Ryan DearboneCorrespondent IAugust 18, 2011

I can't believe college sports have come to the point of debating whether or not the athletes should be paid! In my head, its a no-brainer. NO WAY!

Most are scholarship athletes who are given what they need by the university—whether that's food, housing or even clothing. Plus, the argument isn't a fair one. When we talk about paying athletes, no one is talking about paying the lacrosse player who spends countless hours practicing or the swimmer who is the best at what they do.

Rather, we are talking about basketball players and football players exclusively.

It seems that these conversations have been ramped up because of bad behavior by players, universities, boosters and other shady characters. But the talk of how to properly pay players is even harder to put together. While no one is going to mistake me for a math major (my lack of math skills is partly while I studied journalism in school) I have a simple but effective plan to pay them.

Let's break it down in these simple, hypothetical terms.
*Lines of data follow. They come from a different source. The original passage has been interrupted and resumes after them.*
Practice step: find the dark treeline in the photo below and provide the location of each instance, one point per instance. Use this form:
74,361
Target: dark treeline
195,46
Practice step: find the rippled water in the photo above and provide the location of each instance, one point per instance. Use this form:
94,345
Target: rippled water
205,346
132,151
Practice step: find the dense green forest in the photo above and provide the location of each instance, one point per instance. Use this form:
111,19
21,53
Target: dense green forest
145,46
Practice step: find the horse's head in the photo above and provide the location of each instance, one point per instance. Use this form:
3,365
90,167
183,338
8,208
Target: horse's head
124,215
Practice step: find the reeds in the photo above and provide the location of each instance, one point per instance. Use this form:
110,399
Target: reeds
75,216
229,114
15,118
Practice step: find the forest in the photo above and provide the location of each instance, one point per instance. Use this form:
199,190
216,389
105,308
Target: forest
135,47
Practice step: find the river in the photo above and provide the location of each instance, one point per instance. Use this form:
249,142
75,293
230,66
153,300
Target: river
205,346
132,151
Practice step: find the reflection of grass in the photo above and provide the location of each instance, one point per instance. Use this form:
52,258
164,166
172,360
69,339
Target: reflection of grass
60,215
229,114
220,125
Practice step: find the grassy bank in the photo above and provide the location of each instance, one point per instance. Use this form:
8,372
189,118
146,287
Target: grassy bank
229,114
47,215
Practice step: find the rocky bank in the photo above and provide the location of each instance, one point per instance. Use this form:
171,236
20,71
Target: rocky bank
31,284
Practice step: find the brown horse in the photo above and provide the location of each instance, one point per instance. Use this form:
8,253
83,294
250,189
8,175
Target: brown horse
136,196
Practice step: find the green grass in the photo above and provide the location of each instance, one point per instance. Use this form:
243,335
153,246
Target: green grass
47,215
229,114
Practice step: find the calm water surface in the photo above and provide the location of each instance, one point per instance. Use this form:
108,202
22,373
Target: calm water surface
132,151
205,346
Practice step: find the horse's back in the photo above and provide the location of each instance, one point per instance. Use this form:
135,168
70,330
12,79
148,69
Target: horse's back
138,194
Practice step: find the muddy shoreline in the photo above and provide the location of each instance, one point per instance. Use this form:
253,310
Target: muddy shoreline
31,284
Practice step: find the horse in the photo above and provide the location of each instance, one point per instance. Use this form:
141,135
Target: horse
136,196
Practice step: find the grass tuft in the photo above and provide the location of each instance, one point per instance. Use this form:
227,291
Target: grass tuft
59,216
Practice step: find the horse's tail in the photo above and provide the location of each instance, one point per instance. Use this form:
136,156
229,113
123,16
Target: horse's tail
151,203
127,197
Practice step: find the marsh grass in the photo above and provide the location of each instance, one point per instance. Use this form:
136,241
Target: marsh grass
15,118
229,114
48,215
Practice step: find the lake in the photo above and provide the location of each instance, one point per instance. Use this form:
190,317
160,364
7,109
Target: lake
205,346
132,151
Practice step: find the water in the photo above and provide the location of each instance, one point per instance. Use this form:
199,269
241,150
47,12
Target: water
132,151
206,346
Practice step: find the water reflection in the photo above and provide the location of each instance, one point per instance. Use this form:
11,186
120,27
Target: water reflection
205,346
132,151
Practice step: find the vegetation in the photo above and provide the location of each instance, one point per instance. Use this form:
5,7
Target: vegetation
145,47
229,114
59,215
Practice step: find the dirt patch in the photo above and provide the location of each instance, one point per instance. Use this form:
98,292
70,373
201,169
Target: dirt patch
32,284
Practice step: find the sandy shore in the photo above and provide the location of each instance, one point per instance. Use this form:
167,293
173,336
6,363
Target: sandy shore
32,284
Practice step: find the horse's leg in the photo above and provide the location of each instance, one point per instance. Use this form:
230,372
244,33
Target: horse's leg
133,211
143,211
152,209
The NCAA should allow these football players and basketball players to earn money through endorsements, merchandise and autograph signings up to $10,000 dollars every academic year. However, all the money would not be directly pocketed by the athlete. I'm thinking of a setup something like this:

Player- 20 percent

The university- 25 percent

NCAA- 30 percent

Other sports at the university- 25 percent

Now, no one can complain that these athletes aren't getting compensation to play. Plus, they are helping out their fellow athletes, like the lacrosse player who likely won't get a lucrative endorsement deal.

Also, I would implement a zero-tolerance policy within the NCAA that if you are given any type of benefit from booster, you are immediately banned from collegiate athletics for life. You are also responsible for paying back the sum of the gifts and benefits to the NCAA. Everyone should be held accountable.

I really wish this wasn't a topic for debate. That we could go back to the days where college athletes were just happy to be playing, and schools weren't turning blind eyes to the corruption in order to rake in the dough.

But we seem to be past those days, so plans like this may one day have to be implemented.